Feltner is a two-year Air Force amputee veteran and former police officer. He’s dedicated his life to helping others. He never expected anything in return.

“I think to myself, ‘I’m nobody special. I’m nobody important. I’m just a guy,'” Dave Feltner said.

Just a guy trying to survive medical bills, an aging home, and dealing with life without his right leg. A guy deserving of a little help, so Bures made a phone call to get the wheel rolling for some assistance.

Two months ago, she cared enough to call the post commander for Cicero American Legion post 34, Jody Brown, to help get Feltner a new wheelchair ramp and an electric wheelchair.

Brown called up Cicero’s police chief and they got Home Depot involved. This week, they sent 60 volunteers to build a ramp to make life a little easier.

“The level of gratitude that I have, I can’t express that,” Feltner said.

Volunteers went the extra mile and painted the inside of his home, put down new kitchen floors, and bought his family a new dishwasher.

“To know first hand what a human being is capable of in a negative way, it affects you, but at the same time, we can really do some amazing things,” Feltner said.

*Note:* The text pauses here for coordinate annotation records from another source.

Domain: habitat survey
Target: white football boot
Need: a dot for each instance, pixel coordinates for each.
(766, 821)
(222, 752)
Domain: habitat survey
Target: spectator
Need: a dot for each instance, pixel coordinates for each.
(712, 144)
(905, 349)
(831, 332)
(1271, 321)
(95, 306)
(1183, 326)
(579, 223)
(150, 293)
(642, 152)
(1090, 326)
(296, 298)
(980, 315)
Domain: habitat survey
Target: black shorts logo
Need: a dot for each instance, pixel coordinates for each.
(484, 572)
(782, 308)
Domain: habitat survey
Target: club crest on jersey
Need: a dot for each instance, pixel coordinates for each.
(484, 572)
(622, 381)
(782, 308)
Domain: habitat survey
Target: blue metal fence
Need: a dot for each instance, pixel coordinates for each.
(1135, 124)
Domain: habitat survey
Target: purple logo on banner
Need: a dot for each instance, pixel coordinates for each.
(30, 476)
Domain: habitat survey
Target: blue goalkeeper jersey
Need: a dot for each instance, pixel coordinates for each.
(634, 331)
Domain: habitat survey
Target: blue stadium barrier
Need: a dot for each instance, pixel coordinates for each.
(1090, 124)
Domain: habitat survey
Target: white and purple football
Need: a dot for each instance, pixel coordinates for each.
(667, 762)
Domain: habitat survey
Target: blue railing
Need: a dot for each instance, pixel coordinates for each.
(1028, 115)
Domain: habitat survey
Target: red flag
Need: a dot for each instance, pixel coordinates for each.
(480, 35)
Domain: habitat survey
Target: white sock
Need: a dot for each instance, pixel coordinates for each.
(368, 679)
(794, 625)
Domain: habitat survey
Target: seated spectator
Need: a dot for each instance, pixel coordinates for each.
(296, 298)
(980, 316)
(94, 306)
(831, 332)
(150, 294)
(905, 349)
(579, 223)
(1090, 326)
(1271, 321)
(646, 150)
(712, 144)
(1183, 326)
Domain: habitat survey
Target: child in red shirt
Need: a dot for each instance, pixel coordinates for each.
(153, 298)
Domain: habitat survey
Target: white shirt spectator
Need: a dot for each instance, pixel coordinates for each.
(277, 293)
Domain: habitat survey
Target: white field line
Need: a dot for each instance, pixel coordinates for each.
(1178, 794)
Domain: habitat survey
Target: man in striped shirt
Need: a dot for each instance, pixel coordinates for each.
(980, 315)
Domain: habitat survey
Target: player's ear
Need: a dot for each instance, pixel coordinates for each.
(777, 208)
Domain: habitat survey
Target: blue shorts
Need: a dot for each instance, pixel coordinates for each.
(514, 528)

Feltner’s list of things he needed was cut in half in one day all because his community decided to step up and make a call.

“One of these days, I’m going to get a leg that works and I’ll rise,” Feltner said.

Home Depot plans to come back out to stain the ramp and fix a few more things around Feltner’s house. Overall, the ramp would’ve cost $18,000 to build if it hadn’t been donated.